Вслед за ним, виновато вздернув плечами в ответ на укоряющий взгляд Мити, вышел и Степан, понуро опустив голову.
— Ты что ж при людях вздумал перечить отцу? — сразу набросился на него Бесергенев. — Где это ты научился? Или забыл, как я тебя учил? Можно напомнить. Сил у меня, чтобы с тобой совладать, хватит.
— Да я ведь, папашка, только спросил вас, — плаксиво пролепетал Степан.
— Не обо всем можно спрашивать! Что отец приказывает, то и делай. Я тебя на свет народил. Нет, не в меня ты пошел, — сокрушенно тряхнул бородой Бесергенев. — Да и во всем нашем роду еще такого, как ты, я не знаю. Вино с утра пьет. Колбасу покупает. Что ты за барин такой?

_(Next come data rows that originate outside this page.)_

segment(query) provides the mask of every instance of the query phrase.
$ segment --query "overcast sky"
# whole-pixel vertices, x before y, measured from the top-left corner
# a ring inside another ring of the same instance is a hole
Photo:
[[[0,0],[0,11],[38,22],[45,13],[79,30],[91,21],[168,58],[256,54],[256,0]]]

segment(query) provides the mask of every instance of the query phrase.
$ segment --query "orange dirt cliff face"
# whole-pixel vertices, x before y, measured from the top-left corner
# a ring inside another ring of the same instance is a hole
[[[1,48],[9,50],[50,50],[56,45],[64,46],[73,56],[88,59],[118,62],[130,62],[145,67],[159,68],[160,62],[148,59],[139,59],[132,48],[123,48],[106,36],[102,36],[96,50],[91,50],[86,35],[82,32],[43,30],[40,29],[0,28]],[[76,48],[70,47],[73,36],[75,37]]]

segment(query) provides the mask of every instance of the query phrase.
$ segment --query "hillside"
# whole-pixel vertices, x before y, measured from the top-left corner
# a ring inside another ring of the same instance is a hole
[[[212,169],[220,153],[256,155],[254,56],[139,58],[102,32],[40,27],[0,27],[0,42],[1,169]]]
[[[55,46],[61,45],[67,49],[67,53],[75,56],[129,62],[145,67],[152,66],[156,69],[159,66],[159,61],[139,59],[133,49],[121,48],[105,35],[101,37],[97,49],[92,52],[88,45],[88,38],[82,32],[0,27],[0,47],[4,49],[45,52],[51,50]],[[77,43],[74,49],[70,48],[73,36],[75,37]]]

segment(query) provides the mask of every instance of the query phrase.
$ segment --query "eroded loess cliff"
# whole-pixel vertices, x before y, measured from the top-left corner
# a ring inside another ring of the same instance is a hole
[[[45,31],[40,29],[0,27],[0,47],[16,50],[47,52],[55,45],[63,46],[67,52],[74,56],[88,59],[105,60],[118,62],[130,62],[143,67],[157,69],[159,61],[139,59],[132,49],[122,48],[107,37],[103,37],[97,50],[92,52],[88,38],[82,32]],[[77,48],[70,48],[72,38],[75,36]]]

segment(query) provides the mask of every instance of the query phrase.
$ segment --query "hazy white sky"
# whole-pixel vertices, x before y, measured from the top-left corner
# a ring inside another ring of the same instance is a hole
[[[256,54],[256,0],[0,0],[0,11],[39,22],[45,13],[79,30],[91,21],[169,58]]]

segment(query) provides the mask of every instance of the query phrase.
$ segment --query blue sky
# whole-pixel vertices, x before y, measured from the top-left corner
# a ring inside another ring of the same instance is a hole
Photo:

— Колбасу, папашка, Митя за свои деньги купил.
— Молчи, когда отец говорит! — вскипел Бесергенев. — Что ты в грех меня вводишь в такой большой праздник?.. Послал господь деточек, живи да радуйся на старости лет.
Он тяжко вздохнул и, снова вскипая, накинулся на Степана:
— А почему в хате травой не посыпано? Или ты забыл, что сегодня троицын день?
Степан подавленно молчал, виновато моргал глазами.
— Забыл, что ль? — наступал на него Бесергенев, с трудом сдерживая себя, чтобы не закричать во весь голос и не ударить сына среди бела дня при народе. — Я тебя спрашиваю. Или не желаешь отцу родному ответа давать?
— Трава, — папашка… она… трава… посыпана, — заикаясь, выдавил из себя Степан, с опаской поглядывая на отца. — А в той, значит, комнате, где завтракали, слесариха собиралась после посыпать. Потому, как все время толкались. Я, папашка…
— Ну, ладно. Хватит, — остановил его Бесергенев, немного поубавив свой гнев. — Главное дело — нашел оправдание: все время толкались. А ты вот что скажи: в церковь сегодня ходил?
— Ходил.
— Не обманываешь?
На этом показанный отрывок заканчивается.